All that is left is to show that ${\mathbf O}_{p'}(Y)$ is solvable. In view of that, we may assume $p \neq 2$ by the Feit–Thompson theorem. If ${\mathbf O}^{p'}(G) \neq G$ , then, by Lemma 2.8, we get the desired result by induction. Hence, we may assume $G = {\mathbf O}^{p'}(G)$ . Along the same lines, as $G/{\mathbf O}_p(G) \cong Y$ , if Y had an $\Omega $ -invariant character of degree divisible by p, so would G. Thus, Y also satisfies our hypothesis.

Notice that ${\mathbf O}^{p'}(Y) = Y$ , since $Y \cong G/{\mathbf O}_p(G)$ and ${\mathbf O}^{p'}(G) = G$ . Consequently, if $Y \neq G$ , by induction, we get that ${\mathbf O}_{p'}(Y)$ is solvable, which is our desired result. So we may assume $Y = G$ . In this situation, ${\mathbf O}_p(G) = 1$ , $N = {\mathbf O}_{p'}(G)$ and $G/N$ is a direct product of non-abelian simple groups of order divisible by p whose $\Omega $ -invariant characters are of $p'$ -degree. Let $R = \mathbf {R}(N)$ be the solvable radical of N and suppose $R \neq 1$ . Then, by induction on $G/R$ , we get that ${\mathbf O}_{p'}(G/R) = N/R$ is solvable, meaning so, too, is N. Thus, we may assume $R = 1$ .
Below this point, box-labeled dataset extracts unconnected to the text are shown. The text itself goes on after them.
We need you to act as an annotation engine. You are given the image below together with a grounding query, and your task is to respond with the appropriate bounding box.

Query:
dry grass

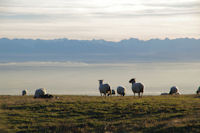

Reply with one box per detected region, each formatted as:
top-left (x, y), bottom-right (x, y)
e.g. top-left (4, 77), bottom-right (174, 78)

top-left (0, 95), bottom-right (200, 133)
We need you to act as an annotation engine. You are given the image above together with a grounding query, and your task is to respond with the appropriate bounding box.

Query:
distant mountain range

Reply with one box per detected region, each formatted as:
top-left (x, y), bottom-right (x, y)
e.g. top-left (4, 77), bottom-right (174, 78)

top-left (0, 38), bottom-right (200, 62)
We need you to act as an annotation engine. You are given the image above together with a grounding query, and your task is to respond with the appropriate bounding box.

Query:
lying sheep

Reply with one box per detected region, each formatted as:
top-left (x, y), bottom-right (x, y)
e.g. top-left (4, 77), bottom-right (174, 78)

top-left (169, 86), bottom-right (179, 95)
top-left (129, 78), bottom-right (144, 97)
top-left (117, 86), bottom-right (126, 96)
top-left (99, 80), bottom-right (111, 96)
top-left (34, 88), bottom-right (53, 98)
top-left (112, 90), bottom-right (115, 95)
top-left (22, 89), bottom-right (28, 96)
top-left (197, 87), bottom-right (200, 95)
top-left (160, 92), bottom-right (169, 95)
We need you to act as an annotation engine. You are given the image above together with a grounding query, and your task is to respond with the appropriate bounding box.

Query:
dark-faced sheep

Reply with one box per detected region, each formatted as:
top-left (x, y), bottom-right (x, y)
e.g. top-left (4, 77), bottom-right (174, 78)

top-left (22, 90), bottom-right (28, 96)
top-left (169, 86), bottom-right (179, 95)
top-left (197, 87), bottom-right (200, 95)
top-left (129, 78), bottom-right (144, 97)
top-left (117, 86), bottom-right (126, 96)
top-left (169, 86), bottom-right (179, 95)
top-left (99, 80), bottom-right (111, 96)
top-left (34, 88), bottom-right (53, 98)
top-left (112, 90), bottom-right (115, 95)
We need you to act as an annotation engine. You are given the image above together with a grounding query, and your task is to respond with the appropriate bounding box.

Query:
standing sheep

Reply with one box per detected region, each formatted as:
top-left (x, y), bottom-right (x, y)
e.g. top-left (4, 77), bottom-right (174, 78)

top-left (22, 89), bottom-right (28, 96)
top-left (112, 90), bottom-right (115, 95)
top-left (34, 88), bottom-right (47, 98)
top-left (197, 86), bottom-right (200, 95)
top-left (117, 86), bottom-right (126, 96)
top-left (99, 80), bottom-right (111, 96)
top-left (129, 78), bottom-right (144, 97)
top-left (169, 86), bottom-right (179, 95)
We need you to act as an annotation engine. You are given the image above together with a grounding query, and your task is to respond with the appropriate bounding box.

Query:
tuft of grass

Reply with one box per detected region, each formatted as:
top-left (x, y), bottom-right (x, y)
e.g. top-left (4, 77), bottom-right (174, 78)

top-left (0, 95), bottom-right (200, 133)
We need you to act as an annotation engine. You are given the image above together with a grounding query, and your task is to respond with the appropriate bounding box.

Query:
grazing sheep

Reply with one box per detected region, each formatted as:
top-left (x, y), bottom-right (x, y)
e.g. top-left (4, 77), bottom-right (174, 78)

top-left (112, 90), bottom-right (115, 95)
top-left (197, 87), bottom-right (200, 95)
top-left (34, 88), bottom-right (47, 98)
top-left (129, 78), bottom-right (144, 97)
top-left (99, 80), bottom-right (111, 96)
top-left (22, 90), bottom-right (28, 96)
top-left (117, 86), bottom-right (126, 96)
top-left (160, 92), bottom-right (169, 95)
top-left (41, 94), bottom-right (53, 98)
top-left (169, 86), bottom-right (179, 95)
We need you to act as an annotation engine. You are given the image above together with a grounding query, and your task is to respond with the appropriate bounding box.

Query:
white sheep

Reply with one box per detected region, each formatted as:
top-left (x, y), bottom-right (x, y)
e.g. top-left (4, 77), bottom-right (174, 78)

top-left (129, 78), bottom-right (144, 97)
top-left (34, 88), bottom-right (47, 98)
top-left (197, 86), bottom-right (200, 95)
top-left (160, 92), bottom-right (169, 95)
top-left (99, 80), bottom-right (111, 96)
top-left (169, 86), bottom-right (179, 95)
top-left (22, 89), bottom-right (28, 96)
top-left (112, 89), bottom-right (115, 95)
top-left (117, 86), bottom-right (126, 96)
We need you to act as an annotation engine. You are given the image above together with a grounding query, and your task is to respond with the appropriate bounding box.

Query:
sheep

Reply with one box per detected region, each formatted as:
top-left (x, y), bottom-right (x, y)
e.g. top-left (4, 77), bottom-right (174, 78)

top-left (160, 92), bottom-right (169, 95)
top-left (169, 86), bottom-right (179, 95)
top-left (197, 87), bottom-right (200, 95)
top-left (99, 80), bottom-right (111, 96)
top-left (22, 89), bottom-right (28, 96)
top-left (112, 90), bottom-right (115, 95)
top-left (34, 88), bottom-right (47, 98)
top-left (117, 86), bottom-right (126, 96)
top-left (129, 78), bottom-right (144, 97)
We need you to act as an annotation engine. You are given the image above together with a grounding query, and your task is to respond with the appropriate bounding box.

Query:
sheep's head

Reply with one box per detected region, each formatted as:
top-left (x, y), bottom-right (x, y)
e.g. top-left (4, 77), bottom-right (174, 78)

top-left (129, 78), bottom-right (135, 83)
top-left (99, 79), bottom-right (103, 84)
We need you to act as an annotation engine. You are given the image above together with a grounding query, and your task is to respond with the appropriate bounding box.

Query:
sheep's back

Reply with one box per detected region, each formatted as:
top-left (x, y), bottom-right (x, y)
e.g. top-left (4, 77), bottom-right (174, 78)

top-left (132, 83), bottom-right (144, 93)
top-left (117, 86), bottom-right (125, 94)
top-left (169, 86), bottom-right (178, 94)
top-left (99, 84), bottom-right (111, 93)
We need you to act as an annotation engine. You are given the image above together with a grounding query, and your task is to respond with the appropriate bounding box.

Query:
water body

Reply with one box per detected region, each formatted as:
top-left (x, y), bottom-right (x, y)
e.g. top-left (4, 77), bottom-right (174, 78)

top-left (0, 62), bottom-right (200, 95)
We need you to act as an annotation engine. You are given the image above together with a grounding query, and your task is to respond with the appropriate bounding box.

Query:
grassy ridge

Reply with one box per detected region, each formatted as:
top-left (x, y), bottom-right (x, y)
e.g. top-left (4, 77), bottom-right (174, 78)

top-left (0, 95), bottom-right (200, 133)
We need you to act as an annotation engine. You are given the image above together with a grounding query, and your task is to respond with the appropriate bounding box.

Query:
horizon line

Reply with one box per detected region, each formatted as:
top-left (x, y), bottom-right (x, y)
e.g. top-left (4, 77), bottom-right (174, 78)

top-left (0, 37), bottom-right (200, 42)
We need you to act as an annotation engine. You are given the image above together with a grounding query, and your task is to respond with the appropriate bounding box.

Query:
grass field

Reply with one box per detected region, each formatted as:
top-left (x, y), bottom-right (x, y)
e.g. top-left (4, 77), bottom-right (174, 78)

top-left (0, 95), bottom-right (200, 133)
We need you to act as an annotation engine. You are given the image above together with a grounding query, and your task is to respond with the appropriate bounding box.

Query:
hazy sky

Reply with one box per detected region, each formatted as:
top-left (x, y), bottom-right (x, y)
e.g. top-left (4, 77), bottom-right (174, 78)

top-left (0, 0), bottom-right (200, 41)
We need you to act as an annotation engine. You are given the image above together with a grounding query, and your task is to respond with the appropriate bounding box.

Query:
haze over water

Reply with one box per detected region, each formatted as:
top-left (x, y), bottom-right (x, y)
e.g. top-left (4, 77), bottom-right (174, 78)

top-left (0, 62), bottom-right (200, 95)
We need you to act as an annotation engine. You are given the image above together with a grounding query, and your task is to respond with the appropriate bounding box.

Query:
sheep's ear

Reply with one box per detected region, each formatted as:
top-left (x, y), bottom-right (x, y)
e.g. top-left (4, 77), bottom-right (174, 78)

top-left (129, 78), bottom-right (135, 83)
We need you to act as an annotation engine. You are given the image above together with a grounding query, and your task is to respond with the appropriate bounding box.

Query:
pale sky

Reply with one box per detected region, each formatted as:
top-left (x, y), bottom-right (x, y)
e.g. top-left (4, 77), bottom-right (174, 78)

top-left (0, 0), bottom-right (200, 41)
Let M be a minimal normal subgroup of G contained in N. By the previous paragraph, $M = S_1 \times \cdots \times S_k$ , a product of non-abelian simple groups transitively permuted by G-conjugation and of order not divisible by p. If $k> 1$ , then the result follows by Lemma 2.10. Thus, we may assume $k = 1$ . Then, $M = S$ is a non-abelian simple group and $G/\mathbf C_G(S)$ is an almost simple group with socle isomorphic to S. By the Schreier Conjecture, $G/S\mathbf C_G(S)$ is solvable. In particular, due to the structure of G, $|G:S\mathbf C_G(S)|_p = 1$ . Consequently, $G = S\mathbf C_G(S)$ as ${\mathbf O}^{p'}(G) = G$ . But this is impossible, as $p \nmid |S|$ and S is a quotient of G.